The Singapore Flag

What It Means and Where It Comes From


Flag of Singapore



The Singapore flag is horizontally divided into two bars, with red over white (can't really see that here with white on white...).

In the upper left quadrant is a crescent moon in white, facing a pentagon of five white stars.

The flag was designed with meanings to each specific segment.

  • red signifies brotherhood and the equality of man
  • white signifies virtue and purity
  • the moon in crescent symbolizes the youthful nation on the rise
  • the five stars represent equality, justice, peace, progress and democracy

History of the Singapore Flag

The Singapore flag was created before actual statehood in 1959, and - like so many things in modern Singapore - it reflects a mixture of demands by various ethnic groups as well as underlying Singapore values.

Singapore had a number of flags - British Union Jacks, Japanese Rising Suns - so the government decided the young self-governing colony required a rallying symbol, along with a national crest and the national song, to cement a new identity.

The Chinese in Singapore wanted to see a red background and stars. At the time, the influence from mainland China was large.

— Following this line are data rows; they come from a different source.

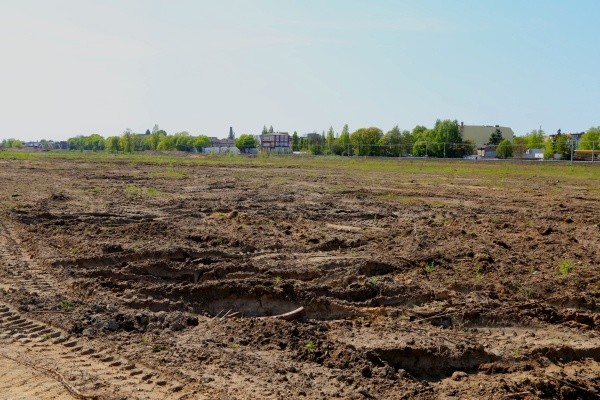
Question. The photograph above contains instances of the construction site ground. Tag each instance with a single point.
(204, 277)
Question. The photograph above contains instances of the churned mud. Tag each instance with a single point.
(207, 278)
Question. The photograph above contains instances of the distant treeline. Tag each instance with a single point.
(443, 140)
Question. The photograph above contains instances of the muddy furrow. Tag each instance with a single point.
(19, 271)
(83, 368)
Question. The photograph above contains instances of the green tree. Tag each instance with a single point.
(504, 149)
(344, 143)
(113, 144)
(183, 141)
(562, 146)
(295, 142)
(245, 143)
(75, 143)
(330, 141)
(391, 142)
(535, 139)
(590, 139)
(12, 143)
(94, 142)
(519, 146)
(549, 149)
(167, 143)
(365, 141)
(127, 141)
(201, 142)
(496, 137)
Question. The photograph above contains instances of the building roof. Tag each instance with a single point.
(480, 134)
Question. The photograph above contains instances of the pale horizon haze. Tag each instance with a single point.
(77, 67)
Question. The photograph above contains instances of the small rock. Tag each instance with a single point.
(458, 375)
(177, 388)
(112, 325)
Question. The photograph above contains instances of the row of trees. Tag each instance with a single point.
(443, 140)
(129, 142)
(158, 139)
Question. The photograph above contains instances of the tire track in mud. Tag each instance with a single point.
(18, 269)
(47, 354)
(83, 368)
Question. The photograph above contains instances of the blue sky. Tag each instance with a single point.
(74, 67)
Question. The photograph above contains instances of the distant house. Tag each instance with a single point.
(312, 136)
(486, 151)
(480, 134)
(222, 146)
(277, 142)
(32, 145)
(534, 153)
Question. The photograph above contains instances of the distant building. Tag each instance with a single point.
(534, 153)
(277, 142)
(486, 151)
(312, 136)
(480, 134)
(222, 146)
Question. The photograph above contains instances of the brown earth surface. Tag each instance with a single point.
(133, 279)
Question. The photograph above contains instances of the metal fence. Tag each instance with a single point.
(566, 150)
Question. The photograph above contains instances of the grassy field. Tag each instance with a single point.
(449, 167)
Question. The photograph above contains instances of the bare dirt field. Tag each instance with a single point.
(165, 277)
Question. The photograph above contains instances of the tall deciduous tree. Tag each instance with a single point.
(535, 139)
(365, 141)
(127, 142)
(504, 149)
(344, 141)
(295, 142)
(330, 141)
(495, 137)
(590, 140)
(113, 144)
(201, 142)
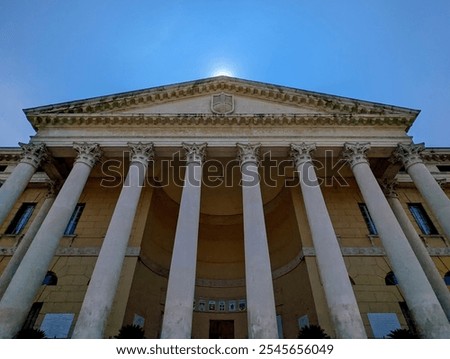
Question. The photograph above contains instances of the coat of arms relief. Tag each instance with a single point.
(222, 103)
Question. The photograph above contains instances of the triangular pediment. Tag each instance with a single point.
(204, 96)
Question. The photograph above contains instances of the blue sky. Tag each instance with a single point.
(390, 51)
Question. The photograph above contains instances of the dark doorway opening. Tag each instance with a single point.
(221, 329)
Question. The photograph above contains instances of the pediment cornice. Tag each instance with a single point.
(273, 93)
(117, 120)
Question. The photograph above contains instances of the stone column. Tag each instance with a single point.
(425, 308)
(177, 321)
(430, 190)
(435, 279)
(102, 288)
(261, 315)
(25, 242)
(18, 298)
(31, 157)
(338, 290)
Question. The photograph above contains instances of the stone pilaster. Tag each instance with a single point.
(102, 288)
(26, 240)
(338, 290)
(18, 298)
(31, 157)
(420, 297)
(261, 314)
(437, 200)
(435, 279)
(177, 321)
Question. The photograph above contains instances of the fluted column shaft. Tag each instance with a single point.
(104, 281)
(177, 321)
(428, 315)
(18, 298)
(430, 190)
(261, 315)
(15, 184)
(435, 279)
(338, 290)
(25, 243)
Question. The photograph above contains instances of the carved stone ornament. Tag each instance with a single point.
(355, 153)
(222, 103)
(33, 153)
(141, 152)
(88, 153)
(194, 152)
(248, 152)
(301, 153)
(409, 154)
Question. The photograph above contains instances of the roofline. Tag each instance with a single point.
(111, 97)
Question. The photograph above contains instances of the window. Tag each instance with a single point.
(383, 323)
(368, 219)
(21, 218)
(447, 278)
(72, 225)
(32, 315)
(50, 278)
(390, 279)
(422, 219)
(444, 168)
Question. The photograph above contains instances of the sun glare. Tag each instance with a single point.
(222, 71)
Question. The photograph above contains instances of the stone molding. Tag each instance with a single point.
(301, 153)
(60, 120)
(141, 152)
(88, 153)
(195, 153)
(355, 153)
(33, 153)
(75, 252)
(262, 91)
(409, 154)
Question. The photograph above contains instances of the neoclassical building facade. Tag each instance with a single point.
(224, 208)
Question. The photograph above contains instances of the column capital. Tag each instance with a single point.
(141, 152)
(389, 188)
(248, 152)
(409, 154)
(53, 188)
(195, 152)
(33, 153)
(88, 153)
(301, 153)
(355, 152)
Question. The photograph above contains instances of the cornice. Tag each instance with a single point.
(263, 91)
(430, 156)
(67, 120)
(10, 154)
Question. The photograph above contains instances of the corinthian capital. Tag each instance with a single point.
(301, 153)
(355, 153)
(194, 152)
(141, 152)
(33, 153)
(409, 154)
(248, 152)
(88, 153)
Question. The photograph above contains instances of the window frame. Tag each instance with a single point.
(422, 219)
(370, 224)
(74, 219)
(20, 219)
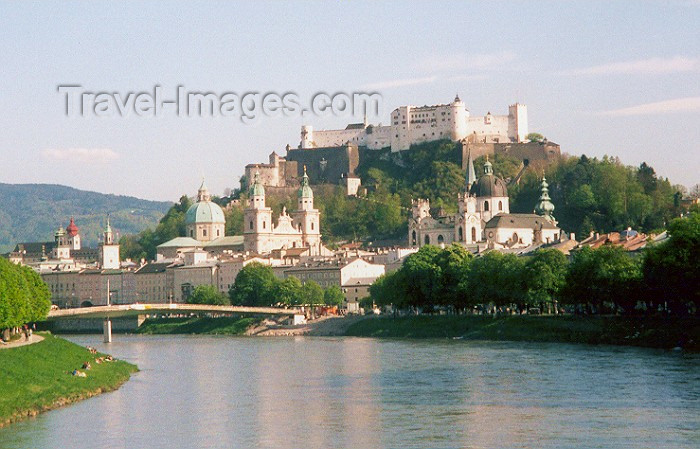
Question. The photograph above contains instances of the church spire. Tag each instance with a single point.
(471, 174)
(545, 207)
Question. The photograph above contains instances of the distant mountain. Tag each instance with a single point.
(33, 212)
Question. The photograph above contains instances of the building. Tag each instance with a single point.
(353, 277)
(416, 124)
(205, 220)
(484, 217)
(300, 229)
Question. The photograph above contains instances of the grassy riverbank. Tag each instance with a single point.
(37, 377)
(197, 325)
(651, 332)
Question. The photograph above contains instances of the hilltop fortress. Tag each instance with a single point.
(416, 124)
(331, 156)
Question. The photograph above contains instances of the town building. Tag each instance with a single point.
(300, 229)
(483, 219)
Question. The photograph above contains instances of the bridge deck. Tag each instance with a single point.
(122, 310)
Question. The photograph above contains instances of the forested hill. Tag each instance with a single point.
(33, 212)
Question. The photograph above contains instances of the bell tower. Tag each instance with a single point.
(257, 223)
(109, 251)
(306, 218)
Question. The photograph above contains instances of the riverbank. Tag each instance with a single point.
(198, 325)
(37, 377)
(652, 332)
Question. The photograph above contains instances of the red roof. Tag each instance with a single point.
(72, 229)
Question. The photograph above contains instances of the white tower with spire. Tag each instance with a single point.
(109, 250)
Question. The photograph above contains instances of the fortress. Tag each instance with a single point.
(416, 124)
(332, 156)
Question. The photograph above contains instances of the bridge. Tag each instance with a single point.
(125, 310)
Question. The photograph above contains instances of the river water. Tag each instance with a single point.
(301, 392)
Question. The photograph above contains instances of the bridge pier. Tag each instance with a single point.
(107, 330)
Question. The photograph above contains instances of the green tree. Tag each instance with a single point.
(312, 293)
(672, 269)
(207, 294)
(288, 291)
(543, 276)
(254, 286)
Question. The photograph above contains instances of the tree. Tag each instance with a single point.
(543, 276)
(254, 286)
(671, 270)
(333, 296)
(496, 278)
(207, 294)
(606, 277)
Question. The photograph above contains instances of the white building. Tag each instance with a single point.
(301, 229)
(415, 124)
(484, 217)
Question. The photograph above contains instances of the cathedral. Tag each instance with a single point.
(484, 216)
(300, 229)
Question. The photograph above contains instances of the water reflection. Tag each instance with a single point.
(209, 392)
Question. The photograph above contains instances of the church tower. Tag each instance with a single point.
(306, 218)
(109, 250)
(257, 219)
(467, 222)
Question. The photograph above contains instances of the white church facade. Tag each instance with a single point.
(484, 216)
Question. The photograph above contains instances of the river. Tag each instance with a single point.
(312, 392)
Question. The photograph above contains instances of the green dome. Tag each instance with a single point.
(305, 190)
(256, 188)
(544, 206)
(204, 212)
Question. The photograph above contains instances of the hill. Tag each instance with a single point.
(33, 212)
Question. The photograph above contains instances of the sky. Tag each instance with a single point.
(598, 77)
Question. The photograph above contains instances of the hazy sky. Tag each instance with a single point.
(607, 77)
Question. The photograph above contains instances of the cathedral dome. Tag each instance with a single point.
(204, 210)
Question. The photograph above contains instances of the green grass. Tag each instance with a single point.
(197, 325)
(653, 332)
(37, 377)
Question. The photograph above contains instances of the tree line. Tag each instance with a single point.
(256, 285)
(24, 297)
(665, 277)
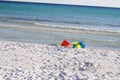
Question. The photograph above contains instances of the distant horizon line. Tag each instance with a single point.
(30, 2)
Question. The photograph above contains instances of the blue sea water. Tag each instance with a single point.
(51, 23)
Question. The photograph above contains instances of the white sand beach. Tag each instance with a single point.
(30, 61)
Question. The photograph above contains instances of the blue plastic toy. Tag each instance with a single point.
(82, 44)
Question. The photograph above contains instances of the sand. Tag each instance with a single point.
(30, 61)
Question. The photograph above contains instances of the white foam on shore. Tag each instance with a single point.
(27, 61)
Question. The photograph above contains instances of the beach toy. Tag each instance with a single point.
(65, 43)
(76, 45)
(82, 44)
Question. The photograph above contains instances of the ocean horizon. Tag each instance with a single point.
(51, 23)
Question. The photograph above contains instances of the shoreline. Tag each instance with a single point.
(21, 61)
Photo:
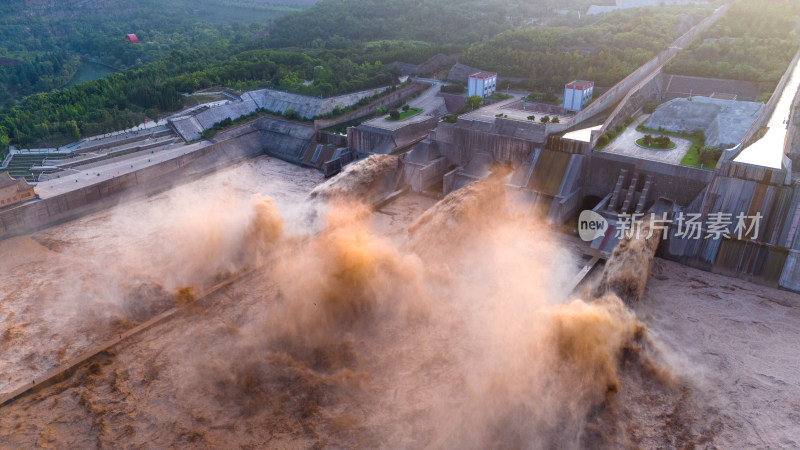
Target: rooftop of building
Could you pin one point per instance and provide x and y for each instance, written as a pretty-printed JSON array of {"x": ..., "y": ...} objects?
[
  {"x": 483, "y": 75},
  {"x": 6, "y": 180}
]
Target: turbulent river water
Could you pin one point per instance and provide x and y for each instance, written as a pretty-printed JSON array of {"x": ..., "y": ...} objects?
[{"x": 422, "y": 324}]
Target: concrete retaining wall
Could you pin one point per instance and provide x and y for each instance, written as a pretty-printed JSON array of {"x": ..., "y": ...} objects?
[
  {"x": 766, "y": 113},
  {"x": 307, "y": 107},
  {"x": 629, "y": 83},
  {"x": 394, "y": 99},
  {"x": 680, "y": 183},
  {"x": 370, "y": 139},
  {"x": 33, "y": 216}
]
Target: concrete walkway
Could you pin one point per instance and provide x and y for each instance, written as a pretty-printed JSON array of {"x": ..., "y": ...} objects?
[
  {"x": 428, "y": 100},
  {"x": 625, "y": 144},
  {"x": 113, "y": 168}
]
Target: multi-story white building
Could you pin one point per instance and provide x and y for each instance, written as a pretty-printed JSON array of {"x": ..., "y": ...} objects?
[
  {"x": 577, "y": 94},
  {"x": 482, "y": 84}
]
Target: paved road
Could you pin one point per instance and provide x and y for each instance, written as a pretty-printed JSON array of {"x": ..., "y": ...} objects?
[
  {"x": 625, "y": 144},
  {"x": 112, "y": 168},
  {"x": 768, "y": 151},
  {"x": 427, "y": 100}
]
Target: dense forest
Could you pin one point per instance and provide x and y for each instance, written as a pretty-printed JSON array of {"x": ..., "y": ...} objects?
[
  {"x": 42, "y": 42},
  {"x": 603, "y": 48},
  {"x": 125, "y": 99},
  {"x": 347, "y": 24},
  {"x": 754, "y": 41}
]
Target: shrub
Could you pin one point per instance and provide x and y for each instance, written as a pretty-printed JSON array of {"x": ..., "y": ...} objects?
[
  {"x": 291, "y": 114},
  {"x": 708, "y": 154}
]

The People's Republic of China had been founded, and a wave of pro-Chinese sentiment was sweeping through the region.

The Muslims required a crescent moon in the flag to see themselves reflected as well.

Read more about the founding of Singapore and its history - including the flag's, here:

Creation of the Singapore flag.

The Flag and Independence

Interestingly enough, the flag - and its design - remained unchanged after being made 'official' in 1959, even in 1963 when Singapore joined the Malaysian Federation and then finally again after complete independence in 1965.

The Flag in Its Different Uses

The Singapore flag is used in its core form in different variations.



Singapore Flag Ensign
Singapore-registered ships use a so-called ensign where the crescent moon and stars face upwards, inside a white circle.



President of Singapore Standard

The President of Singapore has his own standard - the crescent and stars on a solely red background.



Singapore Army Service Flag The military use various forms of the crescent and star symbol, employing yellow, blue and compass flowers in their flags.

Singapore Naval Ensign

Singapore Air Force Service Flag

Here is a nice overview of the many variations.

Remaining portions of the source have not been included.